Lesson #6: Give considerable thought to how your system components are configured and operated.
If you have a spouse or older children, their ability to use and enjoy your high-end system may depend on how well you've configured it. Here are some tips to make your A/V system easier to operate:
- Get rid of all those remotes! Buy a unified remote and program it thoroughly. In my case, a single Phillips ProntoPro remote takes the place of seven different remotes. I've programmed it so that the volume and mute buttons always control the preamp, no matter what source component you're controlling at the time. And the channel up and down keys always control the cable box.

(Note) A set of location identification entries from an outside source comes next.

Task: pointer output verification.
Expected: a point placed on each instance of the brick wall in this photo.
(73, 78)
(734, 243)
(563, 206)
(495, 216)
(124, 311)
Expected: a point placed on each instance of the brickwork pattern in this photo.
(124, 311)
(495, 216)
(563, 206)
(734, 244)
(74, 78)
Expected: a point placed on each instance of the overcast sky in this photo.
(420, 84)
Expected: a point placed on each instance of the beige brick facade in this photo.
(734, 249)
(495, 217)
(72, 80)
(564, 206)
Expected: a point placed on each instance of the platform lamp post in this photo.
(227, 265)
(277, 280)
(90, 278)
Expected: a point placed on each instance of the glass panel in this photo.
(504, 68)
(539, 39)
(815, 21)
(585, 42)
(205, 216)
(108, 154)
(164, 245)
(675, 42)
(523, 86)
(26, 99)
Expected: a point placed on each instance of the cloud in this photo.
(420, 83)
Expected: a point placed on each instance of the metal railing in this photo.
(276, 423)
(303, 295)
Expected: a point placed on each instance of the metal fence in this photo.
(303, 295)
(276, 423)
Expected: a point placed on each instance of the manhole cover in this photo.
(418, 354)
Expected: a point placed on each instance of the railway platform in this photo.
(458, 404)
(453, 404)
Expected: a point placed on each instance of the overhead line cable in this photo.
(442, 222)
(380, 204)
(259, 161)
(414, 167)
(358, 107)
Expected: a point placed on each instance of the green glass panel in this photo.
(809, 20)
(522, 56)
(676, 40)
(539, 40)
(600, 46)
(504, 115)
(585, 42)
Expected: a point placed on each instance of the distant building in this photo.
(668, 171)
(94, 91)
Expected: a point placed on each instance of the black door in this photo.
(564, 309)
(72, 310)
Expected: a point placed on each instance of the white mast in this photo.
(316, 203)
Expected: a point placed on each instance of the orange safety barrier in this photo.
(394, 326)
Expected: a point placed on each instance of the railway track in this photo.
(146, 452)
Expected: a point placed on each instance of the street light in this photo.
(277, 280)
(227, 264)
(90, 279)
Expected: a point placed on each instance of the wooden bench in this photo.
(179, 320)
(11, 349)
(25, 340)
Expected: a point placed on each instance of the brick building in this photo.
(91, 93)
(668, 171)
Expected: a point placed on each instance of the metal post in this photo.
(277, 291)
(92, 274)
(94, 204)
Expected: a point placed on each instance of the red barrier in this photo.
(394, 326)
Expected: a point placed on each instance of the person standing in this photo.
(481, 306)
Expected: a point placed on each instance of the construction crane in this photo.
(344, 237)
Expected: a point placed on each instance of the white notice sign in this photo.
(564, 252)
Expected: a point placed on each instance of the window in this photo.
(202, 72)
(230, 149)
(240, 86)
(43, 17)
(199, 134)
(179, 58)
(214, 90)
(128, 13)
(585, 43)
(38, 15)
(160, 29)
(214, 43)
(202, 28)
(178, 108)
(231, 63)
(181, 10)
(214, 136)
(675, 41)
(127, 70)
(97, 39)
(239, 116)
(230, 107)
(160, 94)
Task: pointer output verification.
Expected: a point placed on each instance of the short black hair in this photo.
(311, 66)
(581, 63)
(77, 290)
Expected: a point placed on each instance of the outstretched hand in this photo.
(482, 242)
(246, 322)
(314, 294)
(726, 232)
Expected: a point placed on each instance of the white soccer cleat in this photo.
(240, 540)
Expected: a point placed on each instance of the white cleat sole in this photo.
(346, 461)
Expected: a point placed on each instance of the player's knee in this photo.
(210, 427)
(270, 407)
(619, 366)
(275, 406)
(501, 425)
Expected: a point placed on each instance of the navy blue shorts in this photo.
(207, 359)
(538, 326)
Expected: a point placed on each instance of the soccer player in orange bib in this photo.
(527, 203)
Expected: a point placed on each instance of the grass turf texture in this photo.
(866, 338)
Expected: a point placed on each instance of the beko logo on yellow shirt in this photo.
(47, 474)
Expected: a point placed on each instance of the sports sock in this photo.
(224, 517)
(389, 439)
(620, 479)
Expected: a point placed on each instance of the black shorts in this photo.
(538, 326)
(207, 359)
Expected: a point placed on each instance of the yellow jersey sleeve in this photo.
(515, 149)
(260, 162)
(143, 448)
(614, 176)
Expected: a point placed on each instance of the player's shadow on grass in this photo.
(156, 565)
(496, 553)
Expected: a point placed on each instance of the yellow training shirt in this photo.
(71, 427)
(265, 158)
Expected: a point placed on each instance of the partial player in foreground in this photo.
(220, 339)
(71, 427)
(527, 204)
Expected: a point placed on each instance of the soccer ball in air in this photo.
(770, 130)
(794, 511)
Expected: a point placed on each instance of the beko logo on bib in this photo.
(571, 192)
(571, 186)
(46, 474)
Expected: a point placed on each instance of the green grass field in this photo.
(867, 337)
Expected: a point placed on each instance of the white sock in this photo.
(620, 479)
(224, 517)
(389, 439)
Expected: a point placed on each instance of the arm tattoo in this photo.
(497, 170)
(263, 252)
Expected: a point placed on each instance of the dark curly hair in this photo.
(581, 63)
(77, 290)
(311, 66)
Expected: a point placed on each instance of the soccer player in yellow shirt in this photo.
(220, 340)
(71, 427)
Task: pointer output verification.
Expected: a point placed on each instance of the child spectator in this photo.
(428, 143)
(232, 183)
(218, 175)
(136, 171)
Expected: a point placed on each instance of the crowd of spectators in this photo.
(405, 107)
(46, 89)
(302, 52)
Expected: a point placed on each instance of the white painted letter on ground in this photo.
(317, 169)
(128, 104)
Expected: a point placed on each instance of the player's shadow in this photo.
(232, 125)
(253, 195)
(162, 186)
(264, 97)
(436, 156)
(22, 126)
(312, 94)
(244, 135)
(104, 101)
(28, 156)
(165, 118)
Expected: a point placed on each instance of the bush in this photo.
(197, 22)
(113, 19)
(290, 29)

- Don't use your television for audio/video switching. This common error introduces a number of complexities. First, it requires you to turn the volume way up on your receiver or preamp, while using the TV volume to adjust the sound level. This is confusing for novices, who have trouble figuring out why they're not hearing anything even though they see a picture and the TV volume is all the way up. It can also lead to blown speakers if, with the volume maxed on the TV, they turn on the preamp. Blown speakers can also occur if the source input is changed on your preamp or receiver, while its volume is maxed from a previous TV listening session. A preamp or receiver with video switching capabilities (or a DVI switch) will fix all these problems. Simply connect all source components to your preamp, and send only the video output signal to the TV.
- If all of your components support S-VHS, use S-VHS interconnects; otherwise, stick with composite video to simplify the operation of your system. If some of your components support S-VHS and some don't, use composite video throughout and eliminate the need to switch inputs on the TV. The video quality you sacrifice is small; the simplicity of operation you gain is large.
- Use an infrared repeater system. It not only looks better with all your components behind closed doors, but it also allows users to point their remote control intuitively at the visual image, rather than at the component they're trying to control; remember, they usually have no idea which component they need to control.